Paul J. Thornalley – One of the best experts on this subject based on the ideXlab platform.

  • modification of the glyoxalase system in streptozotocin induced diabetic rats effect of the Aldose Reductase Inhibitor statil
    Biochemical Pharmacology, 1993
    Co-Authors: Susan A Phillips, Donald Mirrlees, Paul J. Thornalley

    The glyoxalase system was characterized in tissue (liver, skeletal muscle, kidney cortex and medulla, lens and sciatic nerve) and blood from streptozotocin-induced diabetic rats and normal controls. The effect of the Aldose Reductase Inhibitor, Statil [3-(4-bromo-2-fluorobenzyl)-4-oxo-3H-phthalazine-1-yl-acetic acid; ICI 128 436], was also investigated. Glyoxalase I and glyoxalase II activities were decreased in the liver and increased in skeletal muscle of diabetic rats and of Statil-treated diabetic rats, relative to normal controls. The concentration of non-protein sulphydryl (NPSH) was decreased in the liver and lens of diabetic rats, relative to normal controls; Statil prevented these effects.

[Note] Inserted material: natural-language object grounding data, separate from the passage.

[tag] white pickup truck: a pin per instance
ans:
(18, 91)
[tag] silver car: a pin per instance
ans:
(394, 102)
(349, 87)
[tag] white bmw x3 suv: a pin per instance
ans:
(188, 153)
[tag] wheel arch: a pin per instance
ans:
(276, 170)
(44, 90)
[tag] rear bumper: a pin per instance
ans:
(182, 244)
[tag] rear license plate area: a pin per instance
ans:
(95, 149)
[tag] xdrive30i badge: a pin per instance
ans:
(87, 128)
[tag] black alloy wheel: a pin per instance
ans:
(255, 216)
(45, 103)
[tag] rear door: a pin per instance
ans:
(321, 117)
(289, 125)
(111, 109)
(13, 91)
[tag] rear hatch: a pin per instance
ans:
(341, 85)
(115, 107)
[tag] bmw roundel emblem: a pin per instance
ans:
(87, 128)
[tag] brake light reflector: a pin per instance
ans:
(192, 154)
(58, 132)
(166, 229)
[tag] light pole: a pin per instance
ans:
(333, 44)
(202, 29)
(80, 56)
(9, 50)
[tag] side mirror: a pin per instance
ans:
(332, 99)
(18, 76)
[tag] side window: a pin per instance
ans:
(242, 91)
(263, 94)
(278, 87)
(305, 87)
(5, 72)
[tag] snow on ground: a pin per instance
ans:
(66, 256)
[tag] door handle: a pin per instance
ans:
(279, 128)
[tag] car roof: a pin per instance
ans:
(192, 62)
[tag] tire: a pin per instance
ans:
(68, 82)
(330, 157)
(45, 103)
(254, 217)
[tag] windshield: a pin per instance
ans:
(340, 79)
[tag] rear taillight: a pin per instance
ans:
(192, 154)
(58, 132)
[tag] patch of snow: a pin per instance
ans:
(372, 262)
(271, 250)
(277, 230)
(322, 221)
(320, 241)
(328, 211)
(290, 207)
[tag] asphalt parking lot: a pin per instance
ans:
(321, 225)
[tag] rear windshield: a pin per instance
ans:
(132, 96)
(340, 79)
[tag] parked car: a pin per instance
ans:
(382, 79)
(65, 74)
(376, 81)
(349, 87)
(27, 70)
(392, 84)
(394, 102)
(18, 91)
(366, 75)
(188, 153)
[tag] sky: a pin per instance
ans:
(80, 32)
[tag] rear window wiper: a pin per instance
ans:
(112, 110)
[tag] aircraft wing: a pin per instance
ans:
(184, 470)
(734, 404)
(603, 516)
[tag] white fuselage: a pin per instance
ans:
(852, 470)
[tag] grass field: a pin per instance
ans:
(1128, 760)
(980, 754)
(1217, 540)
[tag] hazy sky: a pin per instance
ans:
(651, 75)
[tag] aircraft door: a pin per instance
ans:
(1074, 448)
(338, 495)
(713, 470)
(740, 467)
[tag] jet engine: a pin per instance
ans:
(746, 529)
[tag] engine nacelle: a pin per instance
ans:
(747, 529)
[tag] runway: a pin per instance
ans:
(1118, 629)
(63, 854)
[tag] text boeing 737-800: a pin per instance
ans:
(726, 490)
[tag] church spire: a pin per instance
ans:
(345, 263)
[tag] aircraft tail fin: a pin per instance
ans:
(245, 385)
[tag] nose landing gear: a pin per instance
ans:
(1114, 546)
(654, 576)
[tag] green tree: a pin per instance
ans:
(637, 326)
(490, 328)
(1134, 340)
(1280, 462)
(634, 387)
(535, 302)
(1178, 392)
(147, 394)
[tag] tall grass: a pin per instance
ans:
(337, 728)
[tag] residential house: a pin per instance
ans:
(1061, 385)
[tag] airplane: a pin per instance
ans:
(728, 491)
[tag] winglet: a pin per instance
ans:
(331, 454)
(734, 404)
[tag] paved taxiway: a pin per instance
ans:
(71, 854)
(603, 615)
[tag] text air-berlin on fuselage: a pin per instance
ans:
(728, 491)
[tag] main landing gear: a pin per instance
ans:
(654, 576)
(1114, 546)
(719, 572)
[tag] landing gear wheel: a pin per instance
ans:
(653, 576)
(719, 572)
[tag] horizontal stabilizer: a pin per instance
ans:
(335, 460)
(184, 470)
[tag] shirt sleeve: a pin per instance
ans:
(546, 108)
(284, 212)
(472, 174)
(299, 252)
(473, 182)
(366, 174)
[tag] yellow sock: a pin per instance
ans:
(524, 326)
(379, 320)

The concentrations of methylglyoxal in the kidney cortex and medulla, lens and blood were increased in diabetic rats, relative to normal controls. Statil prevented these increases except in the kidney cortex. The concentration of D-lactate was increased in the lens and blood of diabetic rats, relative to normal controls, which was partially prevented in blood but not in the lens by Statil. These data suggest that the glyoxalase system is modified in tissues and blood of streptozotocin-induced diabetic rats and some of the modifications may be prevented by Statil. The increased concentrations of methylglyoxal in the kidney, lens and blood, and the decreased concentration of NPSH in the lens may be related to the development of diabetic complications.